In the extreme case of a quantum particle whose location is known exactly, the
probability wavelet would have zero width which could be achieved only by combining
waves of all wavelengths-- an infinite number of wavelengths, and thus an infinite range
of momentum dp and thus kinetic energy.
As Young’s double slit experiment and other evidence soon showed, photons have to be
considered as both particles and waves, or one or the other depending on the
experimental situation. This seems like a conundrum, leading to 100s of books, many of
which you have probably seen at your local bookstore. This is unfortunate, because
there is no “answer” to the question of wave-particle duality, and all the fun thought
experiments (e.g. Schrodinger’s cat) are just that: fun. There is no problem here if you
realize that the idea of something in terms of properties or attributes is simply a model of
our interpretation of perceptions or experiments, and bears an extremely uncertain and
even tenuous relation to what is “really” “out there,” if anything. There are some “things”
that we will call electrons and photons and they can be given attributes for the purpose
of calculations using our little models, but their “real” nature may have little to do with
these models.
Only a slight digression: The conflation or confusion of a model for the thing it represents
is called “reification” (one of my favorite words), or “hypostatization.” The old Mr.

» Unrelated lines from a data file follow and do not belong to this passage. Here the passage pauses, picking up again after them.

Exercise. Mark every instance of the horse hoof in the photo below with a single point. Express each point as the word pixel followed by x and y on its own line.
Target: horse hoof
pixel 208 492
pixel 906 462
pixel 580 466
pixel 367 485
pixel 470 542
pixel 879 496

Magoo cartoons were all about reification due to a cognitive organism walking around
with extremely nearsighted vision, and we are probably doing it constantly in daily life, so
we won’t worry about it further (although it is certainly a more important subject than
quantum mechanics, contrary to what most physicists must say in order to rescue the
objective nature of reality, without which physics would be a sham; you will see
examples of this as we go through the course). If you are interested in evidence and
arguments that infants produce conceptual models in the same way that science does,
or that non-human organisms have a conceptual apparatus, or that human conceptual
organization and categorization is highly variable (but with some interesting uniformities
also), see me outside of class. For now, we resume with the reification of the world in
order to have problems to solve and homework to give.
The hydrogen spectral lines
That atoms have electron energies with well-defined values was a result not of theory,
but of the work of Balmer (a Swiss school teacher in 1885) and others to find a formula
that relates the wavelengths of the known spectral lines of hydrogen in a simple way.

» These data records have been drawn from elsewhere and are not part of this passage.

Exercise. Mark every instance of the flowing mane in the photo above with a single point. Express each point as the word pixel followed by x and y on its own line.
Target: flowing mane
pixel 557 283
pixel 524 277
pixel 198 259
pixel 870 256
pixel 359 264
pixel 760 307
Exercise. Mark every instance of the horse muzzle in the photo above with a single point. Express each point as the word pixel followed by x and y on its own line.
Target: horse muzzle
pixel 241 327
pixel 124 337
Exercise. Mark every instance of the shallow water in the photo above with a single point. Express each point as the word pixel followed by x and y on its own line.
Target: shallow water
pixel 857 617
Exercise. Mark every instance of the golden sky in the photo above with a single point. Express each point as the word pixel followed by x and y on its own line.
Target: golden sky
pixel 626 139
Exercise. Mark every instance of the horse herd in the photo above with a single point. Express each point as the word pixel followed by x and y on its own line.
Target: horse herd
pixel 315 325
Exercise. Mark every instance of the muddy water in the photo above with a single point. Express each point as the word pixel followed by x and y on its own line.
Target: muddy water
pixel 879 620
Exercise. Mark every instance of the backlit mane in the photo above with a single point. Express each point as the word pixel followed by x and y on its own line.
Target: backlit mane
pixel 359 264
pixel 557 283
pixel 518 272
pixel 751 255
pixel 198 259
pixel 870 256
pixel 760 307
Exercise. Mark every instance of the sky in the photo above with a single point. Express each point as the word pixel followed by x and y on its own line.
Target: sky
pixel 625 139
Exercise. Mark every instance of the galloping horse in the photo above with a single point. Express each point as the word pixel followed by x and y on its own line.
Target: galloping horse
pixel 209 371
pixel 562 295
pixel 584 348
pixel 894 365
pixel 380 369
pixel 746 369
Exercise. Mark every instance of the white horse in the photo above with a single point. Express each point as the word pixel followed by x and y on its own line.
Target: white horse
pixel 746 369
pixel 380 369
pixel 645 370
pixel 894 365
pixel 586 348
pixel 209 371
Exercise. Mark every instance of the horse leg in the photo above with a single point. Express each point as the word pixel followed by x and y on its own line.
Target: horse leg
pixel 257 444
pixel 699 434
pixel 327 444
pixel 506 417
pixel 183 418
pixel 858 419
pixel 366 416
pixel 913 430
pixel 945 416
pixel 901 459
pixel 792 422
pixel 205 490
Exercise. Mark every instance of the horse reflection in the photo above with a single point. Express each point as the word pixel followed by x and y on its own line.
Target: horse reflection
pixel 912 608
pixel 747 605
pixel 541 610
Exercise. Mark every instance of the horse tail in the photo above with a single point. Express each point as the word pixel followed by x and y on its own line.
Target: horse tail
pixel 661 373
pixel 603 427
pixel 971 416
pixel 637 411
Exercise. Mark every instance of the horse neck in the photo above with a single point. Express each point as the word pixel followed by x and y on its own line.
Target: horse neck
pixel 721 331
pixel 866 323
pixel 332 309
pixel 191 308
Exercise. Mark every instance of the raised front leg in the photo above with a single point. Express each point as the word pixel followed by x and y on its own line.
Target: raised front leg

Balmer’s formula was not based on theory, but worked, and he predicted a fifth line; later
35 lines were discovered, all having wavelengths fitting his formula, which we write today
as
1/
= R [(1/m2) - (1/n2) ]
wherer R is the “Rydberg constant” = 1.096...E5 cm-1 and for Balmer m=2. Soon it was
found that replacing m with 1 (Lyman) or 3 (Paschen), other series of H lines could be
accounted for. These series’, called Lyman, Balmer, Paschen, Brackett, and Pfund (up
to m=5) cover the UV to the IR. (There are embarrassing 8mm home movies of Lyman
trying to climb mountains to detect “his series” in the solar spectrum, requiring high
altitude to reduce the UV attenuation; he was unfamiliar with the molecular absorbers in
our atmosphere so did not know that he would need a mountain as high as our
stratosphere for this purpose.) Nearly all astronomers are extremely familiar with the
first two of these series’. (Lyman’s lines have come in mighty handy too, since the
Hubble Space Telescope UV spectrometer was decommissioned; very distant galaxies
at redshift around 3 can be observed by the Lyman break being redshifted into the
visible, and so are called Lyman break galaxies).
There is no limit to how large n can be: values in the hundreds have been observed,
although doing so is very difficult because of the increasingly close spacing of
successive levels as n becomes large. Atoms excited to very high values of n are said to
be in Rydberg states. (See http://www.phys.ttu.edu/~gglab/rydberg_state.html)

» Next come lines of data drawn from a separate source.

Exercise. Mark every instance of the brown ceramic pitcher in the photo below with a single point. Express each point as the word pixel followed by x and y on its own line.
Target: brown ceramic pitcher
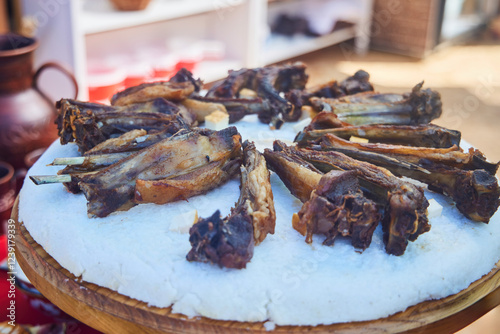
pixel 26 113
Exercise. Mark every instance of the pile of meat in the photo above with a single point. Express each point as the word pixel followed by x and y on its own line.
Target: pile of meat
pixel 146 147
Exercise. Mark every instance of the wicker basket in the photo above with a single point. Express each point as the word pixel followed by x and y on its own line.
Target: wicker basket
pixel 130 4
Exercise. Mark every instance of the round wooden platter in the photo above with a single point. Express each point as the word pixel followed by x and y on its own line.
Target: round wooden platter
pixel 111 312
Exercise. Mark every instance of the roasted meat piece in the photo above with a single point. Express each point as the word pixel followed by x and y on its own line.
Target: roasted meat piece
pixel 89 124
pixel 256 195
pixel 113 188
pixel 268 82
pixel 337 206
pixel 357 83
pixel 237 108
pixel 405 206
pixel 188 185
pixel 418 107
pixel 465 177
pixel 427 135
pixel 229 242
pixel 333 202
pixel 169 90
pixel 452 156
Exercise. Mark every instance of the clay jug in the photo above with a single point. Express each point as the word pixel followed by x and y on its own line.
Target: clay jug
pixel 26 114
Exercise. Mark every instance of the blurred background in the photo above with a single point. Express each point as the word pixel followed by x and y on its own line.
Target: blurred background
pixel 452 45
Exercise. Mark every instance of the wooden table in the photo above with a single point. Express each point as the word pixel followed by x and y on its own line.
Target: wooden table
pixel 111 312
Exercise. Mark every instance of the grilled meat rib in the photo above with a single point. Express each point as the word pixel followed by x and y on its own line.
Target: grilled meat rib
pixel 268 82
pixel 184 186
pixel 428 135
pixel 357 83
pixel 451 156
pixel 418 107
pixel 333 202
pixel 172 91
pixel 229 242
pixel 299 176
pixel 112 188
pixel 337 206
pixel 89 124
pixel 467 178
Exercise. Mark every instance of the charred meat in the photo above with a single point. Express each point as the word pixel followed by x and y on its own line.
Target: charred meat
pixel 466 178
pixel 89 124
pixel 337 206
pixel 405 206
pixel 451 156
pixel 229 242
pixel 428 135
pixel 357 83
pixel 268 82
pixel 112 188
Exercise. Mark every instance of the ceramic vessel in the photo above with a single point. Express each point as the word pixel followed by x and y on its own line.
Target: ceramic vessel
pixel 26 113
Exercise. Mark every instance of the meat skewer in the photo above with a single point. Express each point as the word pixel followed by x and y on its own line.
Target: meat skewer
pixel 89 124
pixel 267 82
pixel 428 135
pixel 113 187
pixel 229 242
pixel 333 202
pixel 468 179
pixel 357 83
pixel 405 216
pixel 418 107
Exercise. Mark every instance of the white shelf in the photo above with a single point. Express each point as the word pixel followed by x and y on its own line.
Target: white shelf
pixel 278 48
pixel 99 16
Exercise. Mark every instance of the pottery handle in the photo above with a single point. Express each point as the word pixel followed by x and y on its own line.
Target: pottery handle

Attempts to adapt Balmer's formula to describe the spectra of atoms other than
hydrogen generally failed, although certain lines of some of the spectra seemed to fit this
same scheme, with the same value of R. Today we know those were the hydrogenic
atoms and that quantum mechanics does not fare a lot better for non-hydrogenic atoms,
although a few cases must be counted as successes.
As n becomes larger, the spacing between neighboring levels diminishes and the
discrete lines merge into a continuum. This can mean only one thing: the energy levels
converge as n approaches infinity. This convergence limit corresponds to the energy
required to completely remove the electron from the atom; it is the ionization energy.
At energies in excess of this, the electron is no longer bound to the rest of the atom,
which is now of course a positive ion. But an unbound system is not quantized; the
kinetic energy of the ion and electron can now have any value in excess of the ionization
energy. When such an ion and electron pair recombine to form a new atom, the light
emitted will have a wavelength that falls in the continuum region of the spectrum.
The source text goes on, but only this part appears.